MacMasters shook his head. “It was the law, but it wasn’t right. Not through to the core of it. Patterson let her go down, alone, and he played the shocked husband, the desperate father. We did their financials, you can see here in the file. They didn’t have much more than two months’ rent in their account. Where did the thousands she’d scammed go? She said to her illegals habit and gambling, but she couldn’t tell us where she’d gambled it away. It was bullshit. They had it squirreled, but she never shook off that stand. She stuck firm that she’d spent the money, and he hadn’t been any part of it. Hadn’t known. And he comes to her sentencing with tears in his eyes, holding the little boy, with the boy crying for his mother. It was—”
He broke off, got slowly to his feet. In place of frustration, a cop’s memory of a case that hadn’t gone down quite right, came shock. “The boy. It’s the boy you think killed Deena?”
“It’s leaning that way, yes.”
“But, for God’s sake, he would do that, he would do that to an innocent gir
l because I once arrested his mother? Because she did less than two years?”
“Irene Schultz aka Illya Schooner was beaten, raped, and murdered by strangulation in Chicago in May of 2041.”
He slid back into the chair as if his legs dissolved. “Patterson?”
“No, he was alibied. I’ll have the full file later this morning, and will reach out to the primary on the investigation, but he looks clear on it.”
“How could he blame me? How could he blame me for that, and kill my child?”
“I don’t have the answer for you. Captain, did Pauley—Patterson—did he threaten you in any way?”
“No, just the opposite. He cooperated fully on the surface. Played the ‘there must be some mistake, please can I see my wife.’ He never asked for a lawyer. When I pushed the illegals, the cloner in his face, he put on the shock, the disbelief, then the shame. He played it like a symphony.”
“You said it was the middle of the night when you pulled him in. But she didn’t try to stall, try to get her PD to push for a bail hearing?”
“No. We stalled some, let them stew and caught a couple hours of sleep in the crib. The APA wasn’t coming in until morning anyway. It didn’t make any difference in her statement. I felt for her. Goddamn it, goddamn it, I felt for her. She protected him, and he let her. I felt for her, and that little boy. The little boy crying for her. Now my daughter’s dead.”
Sometimes, Eve thought, having the answers didn’t ease the pain. Even as she went down to her office to search for more answers, she felt the weight of that on the back of her neck.
She found the Chicago file in her incoming, and sat down to read it through. She’d given it a first pass when Lieutenant Pulliti contacted her via ’link.
“I appreciate you reaching out, Lieutenant.”
“Happy to. Just because I took my thirty a couple years ago doesn’t mean I’m sailing on Lake Michigan. Cap said this was about an old homicide. Illya Schooner.”

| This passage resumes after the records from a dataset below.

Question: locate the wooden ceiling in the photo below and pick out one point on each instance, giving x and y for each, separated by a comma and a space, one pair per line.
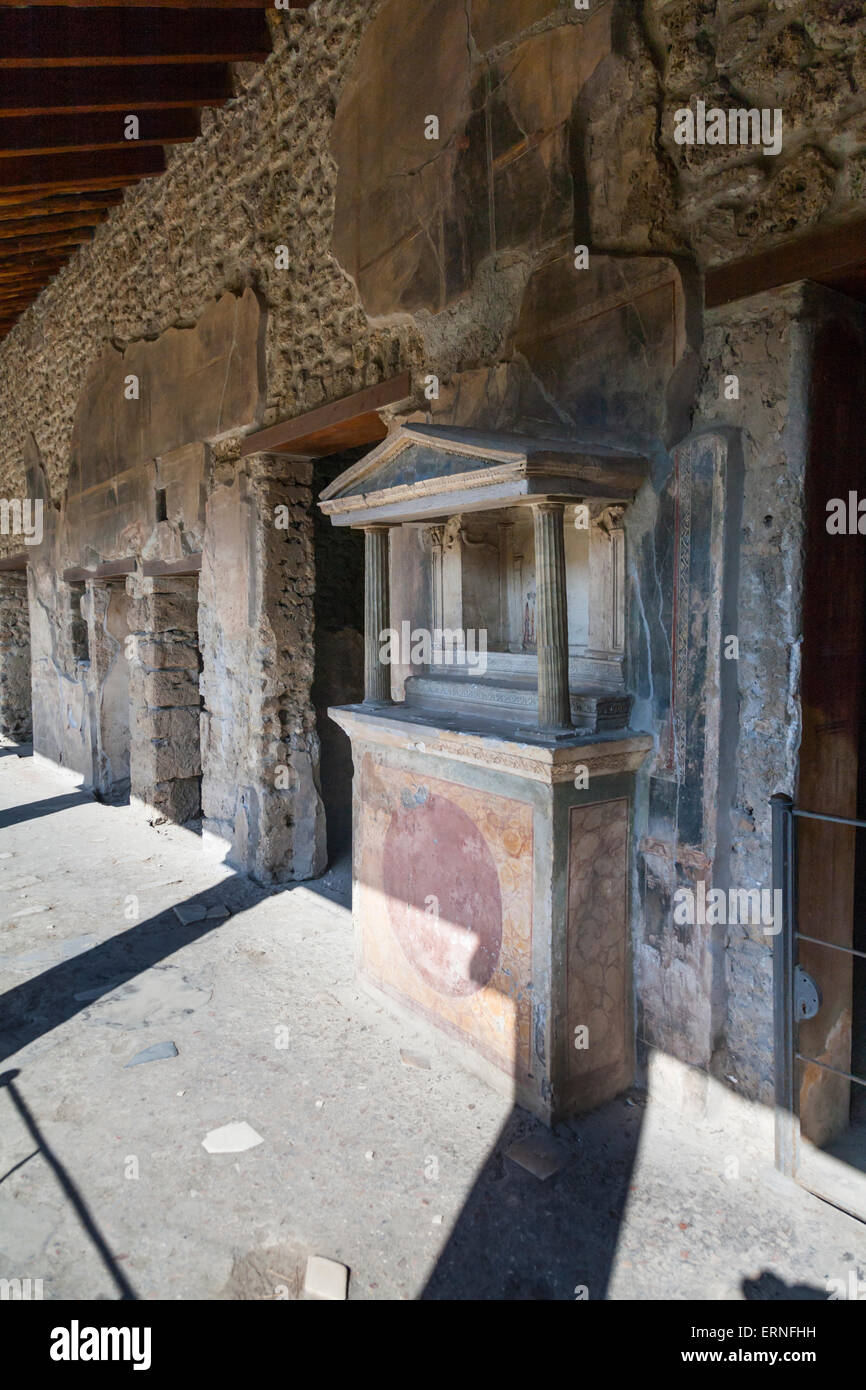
70, 75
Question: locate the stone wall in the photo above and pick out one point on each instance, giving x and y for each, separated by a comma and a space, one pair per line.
14, 658
164, 701
455, 257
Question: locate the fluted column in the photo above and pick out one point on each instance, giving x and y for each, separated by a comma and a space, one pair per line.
552, 616
377, 615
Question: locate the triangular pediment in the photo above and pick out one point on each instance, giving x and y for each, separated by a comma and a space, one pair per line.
420, 469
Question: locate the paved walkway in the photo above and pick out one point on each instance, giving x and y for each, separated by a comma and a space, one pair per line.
396, 1171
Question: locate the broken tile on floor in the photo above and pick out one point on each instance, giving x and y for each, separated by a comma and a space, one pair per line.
540, 1154
232, 1139
153, 1054
325, 1279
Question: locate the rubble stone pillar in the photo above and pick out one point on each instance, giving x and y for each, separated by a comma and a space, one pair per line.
164, 701
260, 792
14, 656
553, 705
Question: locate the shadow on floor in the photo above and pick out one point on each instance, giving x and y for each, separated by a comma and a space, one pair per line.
521, 1239
38, 1005
124, 1287
769, 1287
15, 815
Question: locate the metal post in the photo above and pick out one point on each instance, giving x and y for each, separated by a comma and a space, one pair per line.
784, 861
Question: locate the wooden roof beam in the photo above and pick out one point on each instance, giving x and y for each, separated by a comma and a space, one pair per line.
156, 4
34, 203
66, 38
34, 92
820, 255
93, 131
56, 241
78, 170
18, 228
342, 424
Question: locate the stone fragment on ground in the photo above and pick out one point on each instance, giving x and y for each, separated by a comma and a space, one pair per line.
414, 1059
188, 912
232, 1139
325, 1279
540, 1154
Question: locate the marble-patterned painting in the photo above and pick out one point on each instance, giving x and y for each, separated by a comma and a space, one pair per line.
444, 905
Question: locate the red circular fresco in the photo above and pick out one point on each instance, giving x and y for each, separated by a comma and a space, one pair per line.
444, 895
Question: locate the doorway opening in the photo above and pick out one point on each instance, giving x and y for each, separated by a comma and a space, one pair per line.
339, 655
831, 856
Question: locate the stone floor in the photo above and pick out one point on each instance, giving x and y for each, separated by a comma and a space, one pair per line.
396, 1171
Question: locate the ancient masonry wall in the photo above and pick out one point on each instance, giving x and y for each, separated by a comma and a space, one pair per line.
558, 129
14, 658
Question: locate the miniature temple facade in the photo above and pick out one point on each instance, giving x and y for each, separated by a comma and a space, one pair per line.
494, 763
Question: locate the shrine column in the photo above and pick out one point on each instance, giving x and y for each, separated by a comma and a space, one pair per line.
377, 615
552, 616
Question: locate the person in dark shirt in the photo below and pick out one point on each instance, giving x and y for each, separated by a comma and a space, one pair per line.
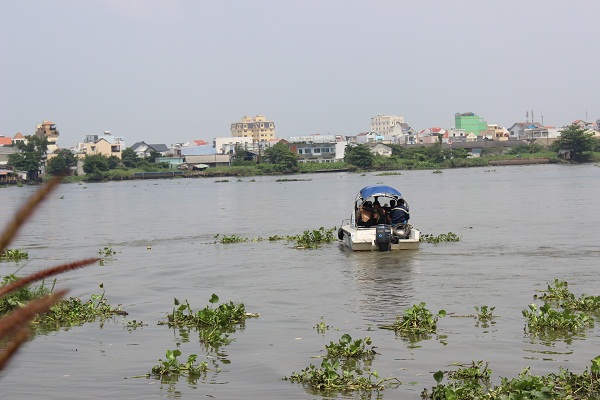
399, 212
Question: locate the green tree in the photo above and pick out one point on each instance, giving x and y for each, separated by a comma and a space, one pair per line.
114, 162
281, 155
62, 162
31, 155
242, 156
94, 163
129, 158
576, 140
359, 155
153, 156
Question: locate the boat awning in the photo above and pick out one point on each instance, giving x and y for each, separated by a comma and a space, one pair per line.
379, 190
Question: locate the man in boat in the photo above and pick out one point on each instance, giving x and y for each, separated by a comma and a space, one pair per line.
379, 214
365, 216
399, 212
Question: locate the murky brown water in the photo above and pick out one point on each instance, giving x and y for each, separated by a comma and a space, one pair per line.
521, 228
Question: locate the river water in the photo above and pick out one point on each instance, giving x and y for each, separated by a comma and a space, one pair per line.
520, 228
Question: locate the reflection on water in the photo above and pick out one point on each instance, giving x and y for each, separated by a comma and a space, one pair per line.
383, 280
516, 228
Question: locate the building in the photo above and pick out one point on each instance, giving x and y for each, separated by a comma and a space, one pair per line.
143, 150
380, 149
517, 131
257, 128
318, 148
106, 144
470, 122
226, 145
385, 124
48, 130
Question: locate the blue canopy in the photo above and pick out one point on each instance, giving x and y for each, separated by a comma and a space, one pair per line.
379, 190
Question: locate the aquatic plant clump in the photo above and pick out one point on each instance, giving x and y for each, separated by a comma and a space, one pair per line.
13, 255
215, 323
332, 377
347, 348
172, 367
546, 318
444, 237
21, 296
345, 368
309, 239
73, 311
416, 320
474, 383
558, 292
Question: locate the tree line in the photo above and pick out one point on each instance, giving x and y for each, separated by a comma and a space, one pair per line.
280, 159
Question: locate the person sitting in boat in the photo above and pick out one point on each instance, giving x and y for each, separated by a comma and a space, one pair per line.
365, 216
379, 214
379, 217
399, 213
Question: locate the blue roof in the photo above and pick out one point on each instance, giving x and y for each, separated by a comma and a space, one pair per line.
379, 190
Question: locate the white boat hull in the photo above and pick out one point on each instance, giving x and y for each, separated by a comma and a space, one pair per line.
363, 239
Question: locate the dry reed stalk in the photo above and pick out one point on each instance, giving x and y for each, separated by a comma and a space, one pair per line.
45, 274
19, 318
26, 211
5, 354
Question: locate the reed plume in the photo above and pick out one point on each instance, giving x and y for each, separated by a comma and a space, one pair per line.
14, 327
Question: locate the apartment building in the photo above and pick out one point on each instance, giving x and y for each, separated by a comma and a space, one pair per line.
257, 128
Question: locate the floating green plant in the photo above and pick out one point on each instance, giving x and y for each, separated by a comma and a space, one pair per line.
215, 323
225, 239
444, 237
322, 327
312, 239
485, 313
347, 348
547, 318
345, 368
388, 174
416, 320
474, 383
13, 255
172, 367
73, 311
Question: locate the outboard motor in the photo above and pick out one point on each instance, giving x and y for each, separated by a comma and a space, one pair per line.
383, 237
401, 231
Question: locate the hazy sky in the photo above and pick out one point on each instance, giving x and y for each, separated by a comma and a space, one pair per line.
173, 71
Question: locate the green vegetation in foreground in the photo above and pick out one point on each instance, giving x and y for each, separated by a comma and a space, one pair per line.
65, 313
307, 240
562, 313
21, 296
473, 382
444, 237
215, 324
343, 369
72, 312
172, 368
416, 322
322, 327
13, 255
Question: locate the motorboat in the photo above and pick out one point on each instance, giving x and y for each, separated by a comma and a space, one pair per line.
361, 233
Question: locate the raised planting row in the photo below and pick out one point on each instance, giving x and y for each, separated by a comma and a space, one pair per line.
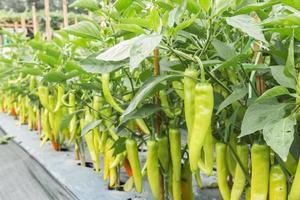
142, 75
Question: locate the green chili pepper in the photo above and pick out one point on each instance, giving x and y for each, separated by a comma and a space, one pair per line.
222, 171
175, 149
239, 177
189, 98
163, 152
153, 168
186, 182
178, 87
133, 157
295, 191
277, 185
260, 155
165, 104
204, 103
43, 94
206, 164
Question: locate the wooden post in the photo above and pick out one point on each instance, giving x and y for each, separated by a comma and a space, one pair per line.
47, 20
65, 12
75, 20
16, 23
158, 116
34, 20
23, 24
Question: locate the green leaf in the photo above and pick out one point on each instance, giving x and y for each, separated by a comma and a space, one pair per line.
119, 145
234, 61
91, 5
84, 29
137, 49
31, 71
145, 111
248, 25
205, 4
130, 28
257, 6
289, 68
121, 5
224, 51
145, 90
55, 77
279, 135
128, 186
120, 51
281, 78
66, 121
154, 19
142, 49
93, 65
273, 92
292, 3
90, 126
48, 59
233, 97
259, 114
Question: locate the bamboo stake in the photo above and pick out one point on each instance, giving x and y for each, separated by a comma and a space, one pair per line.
34, 20
158, 116
47, 20
16, 24
23, 24
65, 12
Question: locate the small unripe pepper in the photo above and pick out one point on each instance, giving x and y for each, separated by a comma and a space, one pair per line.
204, 103
239, 177
295, 191
222, 171
133, 157
277, 185
260, 155
153, 168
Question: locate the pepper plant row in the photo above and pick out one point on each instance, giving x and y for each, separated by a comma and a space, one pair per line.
200, 83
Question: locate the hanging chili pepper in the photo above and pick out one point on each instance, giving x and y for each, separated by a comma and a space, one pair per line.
240, 177
127, 167
291, 164
163, 152
178, 87
260, 155
60, 93
206, 163
133, 157
189, 98
175, 150
277, 185
186, 182
153, 168
204, 103
165, 103
230, 160
295, 191
222, 171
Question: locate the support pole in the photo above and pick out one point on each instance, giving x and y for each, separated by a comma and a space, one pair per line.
158, 116
34, 20
23, 24
47, 20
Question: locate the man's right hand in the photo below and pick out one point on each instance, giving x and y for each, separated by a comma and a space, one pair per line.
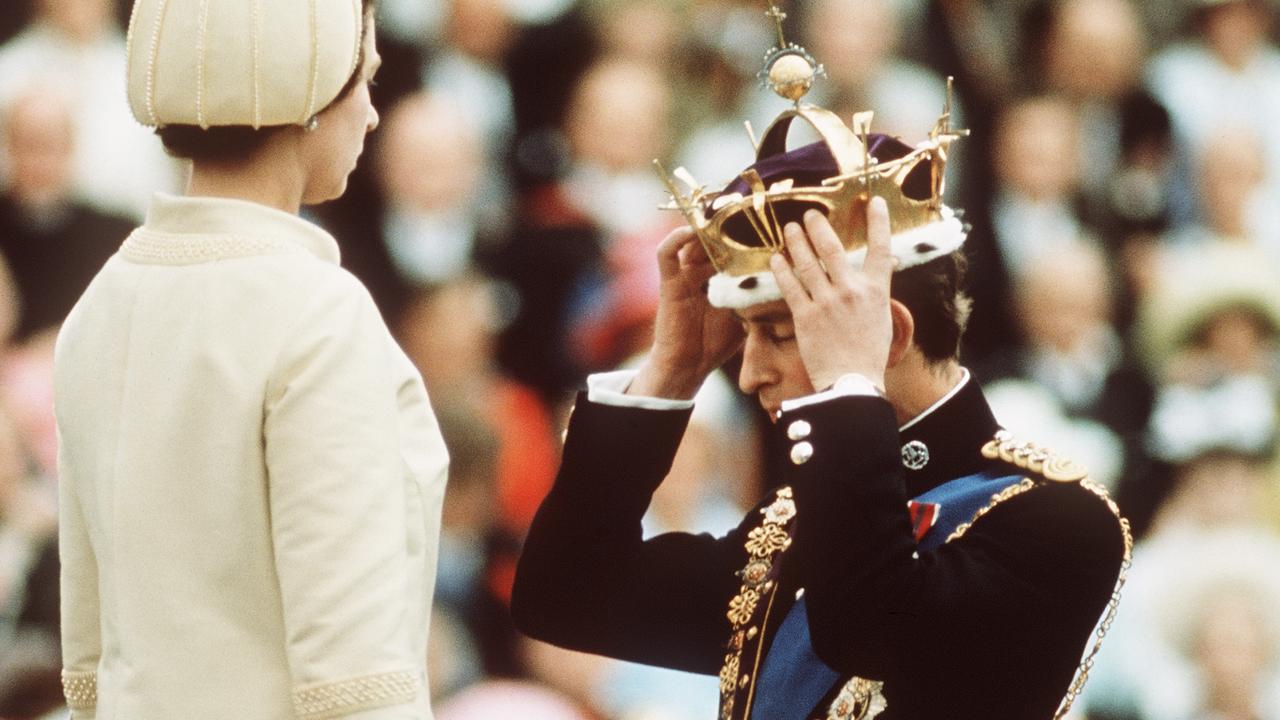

“That’s right.” He’d retired young, Eve thought. He couldn’t have been more than sixty-five, with a full head of dark hair, clear brown eyes. Either the job hadn’t put the years on his face, or he’d spent a chunk of his pension getting face treatments.
“Rape-murder,” she said. “Vic was female, mid-twenties.”
“I remember,” he interrupted. “I was working the South Side back then. It was rough, hadn’t come back far from the Urbans. Scary time.”
“I bet.”
“They’d worked her pretty good. Cap said he sent you the file.”
“That’s right.”
“So, you can see, they worked on her. Took some time to mess her up that bad.”
“You say ‘they.’ The ME reports state it appeared she was struck by both a left- and a right-handed attacker. But it’s not conclusive.”
“The Stallions worked in pairs back then.”
Eve scrolled down to his notes. “The gang that held sway on that area held the illegals and sex trade.”
“The Stallions were the illegals and sex trade on the South Side. They held it more than a decade. She infringed. For them, it was business. Somebody tries to cut into your business, you take them out. Hard.”